Converting trypsin to elastase: substitution of the S1 site and adjacent loops reconstitutes esterase specificity but not amidase activity.

The conversion of trypsin into a protease with chymotrypsin-like activity and specificity required substitution of fifteen residues in the S1 site and two surface loops with their chymotrypsin counterparts [Hedstrom,L., Szilagyi,L. and Rutter,W.J. (1992) Science, 255, 1249-1253]. These residues may define a set of general structural determinants of specificity in the trypsin family. In order to test this hypothesis, we have attempted to convert trypsin into a protease with specificity for substrates containing small aliphatic residues by replacing the S1 site and these surface loops with the analogous residues of elastase. Five elastase-like mutant enzymes were constructed with various combinations of these substitutions. Four mutant enzymes catalyze the hydrolysis of MeOSuc-Ala-Ala-Pro-Ala-SBzl more efficiently than the hydrolysis of Suc-Ala-Ala-Pro-Phe-SBzl. This observation indicates that the mutant enzymes have elastase-like esterase specificity. The best mutant, Tr-->E1-2, is a more specific esterase than elastase: the ratio of the values of kcat/Km for MeOSuc-Ala-Ala-Pro-Ala-SBzl and Suc-Ala-Ala-Pro-Phe-SBzl is greater than 160 for Tr-->E1-2 and 50 for elastase.
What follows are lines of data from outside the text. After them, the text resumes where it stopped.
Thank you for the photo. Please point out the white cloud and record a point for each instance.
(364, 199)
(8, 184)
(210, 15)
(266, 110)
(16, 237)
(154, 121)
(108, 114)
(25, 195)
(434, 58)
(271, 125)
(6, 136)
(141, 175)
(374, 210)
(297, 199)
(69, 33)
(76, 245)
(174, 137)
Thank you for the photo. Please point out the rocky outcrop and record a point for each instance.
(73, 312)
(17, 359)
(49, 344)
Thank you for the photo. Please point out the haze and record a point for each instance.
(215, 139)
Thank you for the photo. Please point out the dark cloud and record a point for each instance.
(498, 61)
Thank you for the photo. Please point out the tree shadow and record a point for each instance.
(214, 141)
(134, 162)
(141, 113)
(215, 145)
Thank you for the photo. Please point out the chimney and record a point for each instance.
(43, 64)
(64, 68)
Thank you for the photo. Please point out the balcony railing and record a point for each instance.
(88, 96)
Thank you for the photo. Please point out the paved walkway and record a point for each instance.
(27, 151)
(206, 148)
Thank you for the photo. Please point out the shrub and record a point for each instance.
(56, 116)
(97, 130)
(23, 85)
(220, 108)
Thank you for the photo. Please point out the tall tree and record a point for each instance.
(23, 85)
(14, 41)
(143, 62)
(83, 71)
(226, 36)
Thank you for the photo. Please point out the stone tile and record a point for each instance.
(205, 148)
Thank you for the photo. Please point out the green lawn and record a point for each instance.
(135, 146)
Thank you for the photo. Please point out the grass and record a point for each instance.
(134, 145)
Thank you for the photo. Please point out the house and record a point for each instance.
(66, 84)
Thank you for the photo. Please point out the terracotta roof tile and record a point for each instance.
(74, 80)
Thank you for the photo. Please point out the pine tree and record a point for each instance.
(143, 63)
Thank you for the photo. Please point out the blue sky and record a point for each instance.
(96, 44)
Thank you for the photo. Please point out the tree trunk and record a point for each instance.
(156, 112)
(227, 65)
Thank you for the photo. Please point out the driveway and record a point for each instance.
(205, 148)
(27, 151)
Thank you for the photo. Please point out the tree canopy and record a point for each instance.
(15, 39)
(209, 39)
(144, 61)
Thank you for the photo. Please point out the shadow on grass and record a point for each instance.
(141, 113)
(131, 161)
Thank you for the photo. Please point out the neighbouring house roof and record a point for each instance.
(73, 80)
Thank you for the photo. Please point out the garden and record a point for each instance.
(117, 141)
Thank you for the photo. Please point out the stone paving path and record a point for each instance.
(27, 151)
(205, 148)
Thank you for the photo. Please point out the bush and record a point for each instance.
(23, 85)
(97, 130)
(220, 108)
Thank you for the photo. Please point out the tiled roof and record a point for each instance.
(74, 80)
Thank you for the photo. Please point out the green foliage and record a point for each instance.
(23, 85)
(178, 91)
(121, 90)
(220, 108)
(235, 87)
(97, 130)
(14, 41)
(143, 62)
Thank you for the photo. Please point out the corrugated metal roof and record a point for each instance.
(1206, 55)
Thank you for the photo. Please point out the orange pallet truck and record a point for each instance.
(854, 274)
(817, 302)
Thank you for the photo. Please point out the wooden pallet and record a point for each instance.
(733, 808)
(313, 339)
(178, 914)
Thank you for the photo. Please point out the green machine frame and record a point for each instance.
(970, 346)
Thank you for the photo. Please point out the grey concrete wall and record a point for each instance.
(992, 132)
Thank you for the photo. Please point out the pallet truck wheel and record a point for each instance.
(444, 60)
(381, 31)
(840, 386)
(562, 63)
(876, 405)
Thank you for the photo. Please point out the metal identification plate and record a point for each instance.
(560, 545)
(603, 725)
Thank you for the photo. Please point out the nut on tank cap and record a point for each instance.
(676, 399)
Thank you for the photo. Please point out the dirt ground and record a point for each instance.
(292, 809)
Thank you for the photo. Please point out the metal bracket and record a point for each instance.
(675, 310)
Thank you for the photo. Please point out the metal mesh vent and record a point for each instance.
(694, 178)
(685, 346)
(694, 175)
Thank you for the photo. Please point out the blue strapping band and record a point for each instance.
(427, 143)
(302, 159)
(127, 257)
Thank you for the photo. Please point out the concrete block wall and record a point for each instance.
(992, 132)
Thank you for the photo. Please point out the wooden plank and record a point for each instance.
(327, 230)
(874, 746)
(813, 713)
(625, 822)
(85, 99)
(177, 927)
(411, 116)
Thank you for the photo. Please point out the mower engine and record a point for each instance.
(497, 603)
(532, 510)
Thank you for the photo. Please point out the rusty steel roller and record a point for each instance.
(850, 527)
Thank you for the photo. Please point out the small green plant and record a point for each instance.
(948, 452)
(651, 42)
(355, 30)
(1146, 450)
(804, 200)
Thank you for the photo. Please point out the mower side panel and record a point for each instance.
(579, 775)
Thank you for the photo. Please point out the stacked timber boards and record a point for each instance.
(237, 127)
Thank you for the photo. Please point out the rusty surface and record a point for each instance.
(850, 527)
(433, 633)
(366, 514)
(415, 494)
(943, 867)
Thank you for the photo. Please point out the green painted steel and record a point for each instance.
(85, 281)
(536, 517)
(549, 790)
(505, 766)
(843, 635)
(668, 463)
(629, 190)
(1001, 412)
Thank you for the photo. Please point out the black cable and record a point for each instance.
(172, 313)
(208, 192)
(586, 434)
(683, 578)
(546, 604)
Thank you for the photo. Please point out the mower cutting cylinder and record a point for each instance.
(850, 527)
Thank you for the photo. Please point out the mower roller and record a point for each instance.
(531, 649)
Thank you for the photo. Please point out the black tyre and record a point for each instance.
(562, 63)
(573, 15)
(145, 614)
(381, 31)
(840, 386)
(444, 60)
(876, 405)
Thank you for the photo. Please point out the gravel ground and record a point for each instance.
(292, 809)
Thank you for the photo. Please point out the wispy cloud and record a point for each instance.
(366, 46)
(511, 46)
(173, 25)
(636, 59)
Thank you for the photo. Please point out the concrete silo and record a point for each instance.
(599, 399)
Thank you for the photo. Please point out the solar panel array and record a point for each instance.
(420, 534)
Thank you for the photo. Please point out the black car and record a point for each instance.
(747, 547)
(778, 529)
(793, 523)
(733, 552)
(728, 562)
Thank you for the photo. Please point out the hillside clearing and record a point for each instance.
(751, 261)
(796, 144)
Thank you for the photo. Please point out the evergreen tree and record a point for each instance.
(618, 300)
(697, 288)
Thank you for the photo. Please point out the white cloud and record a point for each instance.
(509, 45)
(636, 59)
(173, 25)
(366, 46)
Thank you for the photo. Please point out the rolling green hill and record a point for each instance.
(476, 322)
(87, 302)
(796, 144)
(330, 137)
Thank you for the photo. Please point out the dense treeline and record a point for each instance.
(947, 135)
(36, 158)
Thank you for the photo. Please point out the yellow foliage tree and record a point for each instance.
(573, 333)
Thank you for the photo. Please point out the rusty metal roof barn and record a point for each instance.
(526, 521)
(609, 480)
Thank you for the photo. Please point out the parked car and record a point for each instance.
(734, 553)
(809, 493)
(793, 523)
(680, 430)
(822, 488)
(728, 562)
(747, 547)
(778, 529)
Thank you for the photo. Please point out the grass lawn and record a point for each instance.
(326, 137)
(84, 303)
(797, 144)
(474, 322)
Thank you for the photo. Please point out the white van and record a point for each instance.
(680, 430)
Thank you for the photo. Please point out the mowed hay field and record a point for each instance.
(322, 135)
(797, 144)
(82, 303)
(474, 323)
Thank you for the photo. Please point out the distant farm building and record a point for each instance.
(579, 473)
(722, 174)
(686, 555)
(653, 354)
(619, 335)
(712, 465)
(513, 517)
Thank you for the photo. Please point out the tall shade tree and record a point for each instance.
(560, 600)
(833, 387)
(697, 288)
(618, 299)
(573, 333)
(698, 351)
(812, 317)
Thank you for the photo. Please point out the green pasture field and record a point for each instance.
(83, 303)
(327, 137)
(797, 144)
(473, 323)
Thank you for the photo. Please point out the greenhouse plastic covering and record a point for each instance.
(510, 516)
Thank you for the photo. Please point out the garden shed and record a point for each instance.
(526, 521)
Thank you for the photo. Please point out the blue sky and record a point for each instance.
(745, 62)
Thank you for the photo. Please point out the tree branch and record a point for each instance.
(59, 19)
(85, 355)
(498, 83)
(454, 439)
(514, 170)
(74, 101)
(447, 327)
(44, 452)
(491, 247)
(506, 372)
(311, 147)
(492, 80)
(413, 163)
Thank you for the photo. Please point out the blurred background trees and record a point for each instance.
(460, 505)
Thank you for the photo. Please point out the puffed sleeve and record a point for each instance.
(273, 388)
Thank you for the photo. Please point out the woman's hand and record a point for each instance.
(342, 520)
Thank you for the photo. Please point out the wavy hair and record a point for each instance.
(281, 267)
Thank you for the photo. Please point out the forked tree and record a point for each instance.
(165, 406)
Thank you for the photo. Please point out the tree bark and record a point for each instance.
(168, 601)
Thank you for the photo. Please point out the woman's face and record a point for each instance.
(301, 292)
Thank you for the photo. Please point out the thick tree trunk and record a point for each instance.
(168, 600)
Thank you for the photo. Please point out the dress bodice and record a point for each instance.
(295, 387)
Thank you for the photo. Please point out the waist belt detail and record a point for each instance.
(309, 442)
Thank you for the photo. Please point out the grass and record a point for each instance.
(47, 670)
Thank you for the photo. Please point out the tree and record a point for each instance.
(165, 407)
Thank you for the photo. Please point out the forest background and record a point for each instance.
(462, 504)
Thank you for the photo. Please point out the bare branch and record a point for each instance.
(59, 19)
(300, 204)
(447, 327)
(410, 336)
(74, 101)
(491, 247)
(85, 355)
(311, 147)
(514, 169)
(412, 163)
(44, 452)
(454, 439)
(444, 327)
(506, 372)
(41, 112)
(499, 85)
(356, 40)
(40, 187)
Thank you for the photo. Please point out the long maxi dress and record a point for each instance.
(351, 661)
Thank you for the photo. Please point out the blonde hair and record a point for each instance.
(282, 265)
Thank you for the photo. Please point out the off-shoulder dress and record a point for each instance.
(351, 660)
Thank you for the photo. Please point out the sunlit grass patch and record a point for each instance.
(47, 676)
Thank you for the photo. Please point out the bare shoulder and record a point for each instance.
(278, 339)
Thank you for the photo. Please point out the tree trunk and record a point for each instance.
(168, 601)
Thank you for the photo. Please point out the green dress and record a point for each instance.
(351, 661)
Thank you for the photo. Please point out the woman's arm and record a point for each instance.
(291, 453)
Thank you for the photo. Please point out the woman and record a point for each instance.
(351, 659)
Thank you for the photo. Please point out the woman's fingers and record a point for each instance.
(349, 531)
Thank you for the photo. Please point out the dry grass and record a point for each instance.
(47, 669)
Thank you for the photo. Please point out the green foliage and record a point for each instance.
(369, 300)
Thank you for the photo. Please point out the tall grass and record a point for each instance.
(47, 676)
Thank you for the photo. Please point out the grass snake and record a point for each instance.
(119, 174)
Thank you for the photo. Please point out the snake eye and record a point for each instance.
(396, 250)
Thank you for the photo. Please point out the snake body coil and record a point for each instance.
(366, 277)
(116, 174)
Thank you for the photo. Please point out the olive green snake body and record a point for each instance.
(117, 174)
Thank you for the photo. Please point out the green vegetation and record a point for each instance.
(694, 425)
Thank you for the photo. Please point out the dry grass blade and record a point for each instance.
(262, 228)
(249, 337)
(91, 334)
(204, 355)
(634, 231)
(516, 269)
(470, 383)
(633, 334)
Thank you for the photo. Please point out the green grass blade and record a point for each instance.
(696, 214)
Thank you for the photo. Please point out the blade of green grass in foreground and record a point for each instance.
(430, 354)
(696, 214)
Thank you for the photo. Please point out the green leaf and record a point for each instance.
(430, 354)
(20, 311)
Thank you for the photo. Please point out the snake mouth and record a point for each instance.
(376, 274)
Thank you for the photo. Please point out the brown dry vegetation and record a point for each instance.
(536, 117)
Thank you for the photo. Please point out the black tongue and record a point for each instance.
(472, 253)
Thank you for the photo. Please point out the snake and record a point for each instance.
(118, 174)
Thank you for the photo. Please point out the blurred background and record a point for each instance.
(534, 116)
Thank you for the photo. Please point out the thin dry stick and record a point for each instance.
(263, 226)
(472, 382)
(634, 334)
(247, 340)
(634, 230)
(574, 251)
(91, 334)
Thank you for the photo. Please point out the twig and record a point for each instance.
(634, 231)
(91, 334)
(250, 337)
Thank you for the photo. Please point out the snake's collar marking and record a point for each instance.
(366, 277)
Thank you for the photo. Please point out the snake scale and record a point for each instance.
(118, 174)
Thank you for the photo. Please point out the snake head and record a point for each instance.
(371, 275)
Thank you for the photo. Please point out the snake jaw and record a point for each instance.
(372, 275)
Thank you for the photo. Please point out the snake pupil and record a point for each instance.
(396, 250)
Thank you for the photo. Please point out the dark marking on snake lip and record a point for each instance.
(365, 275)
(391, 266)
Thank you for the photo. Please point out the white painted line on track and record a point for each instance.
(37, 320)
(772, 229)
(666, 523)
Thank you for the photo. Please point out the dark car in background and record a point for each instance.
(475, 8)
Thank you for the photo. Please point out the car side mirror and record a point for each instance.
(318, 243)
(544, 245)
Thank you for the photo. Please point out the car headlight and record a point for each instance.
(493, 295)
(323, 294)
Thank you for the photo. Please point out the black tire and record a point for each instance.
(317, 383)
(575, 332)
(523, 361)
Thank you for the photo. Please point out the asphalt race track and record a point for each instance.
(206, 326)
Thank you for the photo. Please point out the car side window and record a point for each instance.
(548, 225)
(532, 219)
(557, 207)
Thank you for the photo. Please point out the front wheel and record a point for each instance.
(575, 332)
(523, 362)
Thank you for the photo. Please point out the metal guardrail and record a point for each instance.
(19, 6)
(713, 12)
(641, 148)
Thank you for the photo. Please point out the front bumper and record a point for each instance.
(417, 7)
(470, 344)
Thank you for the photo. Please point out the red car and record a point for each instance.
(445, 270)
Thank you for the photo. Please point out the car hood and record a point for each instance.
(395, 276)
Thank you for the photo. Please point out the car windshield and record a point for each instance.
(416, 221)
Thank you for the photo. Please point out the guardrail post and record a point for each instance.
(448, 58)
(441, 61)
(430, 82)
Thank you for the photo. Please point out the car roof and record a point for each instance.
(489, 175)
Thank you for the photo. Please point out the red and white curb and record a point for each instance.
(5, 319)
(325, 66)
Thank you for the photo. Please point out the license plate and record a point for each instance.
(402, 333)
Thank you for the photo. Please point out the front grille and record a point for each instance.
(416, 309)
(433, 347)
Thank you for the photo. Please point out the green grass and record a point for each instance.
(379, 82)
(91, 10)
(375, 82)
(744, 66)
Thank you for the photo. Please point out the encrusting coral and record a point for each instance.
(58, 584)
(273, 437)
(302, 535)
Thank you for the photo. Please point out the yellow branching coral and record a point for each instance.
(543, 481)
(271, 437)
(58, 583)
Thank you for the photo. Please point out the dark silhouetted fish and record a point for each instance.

However, the esterase activity of Tr-->E1-2 is 300-fold less than elastase; in addition, Tr-->E1-2 has no measurable amidase activity. Thus these substitutions do not construct a protease with elastase-like activity. These experiments indicate that a unique structural solution is required for each different specificity. Previous work suggested that instability of the S1 site is a major barrier to redesigning the specificity of trypsin. This view is corroborated by preliminary structural studies of Tr-->E1-2. One dimensional 1H NMR spectrum of Tr-->E1-2 suggests that the S1 site and the two surface loops of this mutant trypsin may be disordered.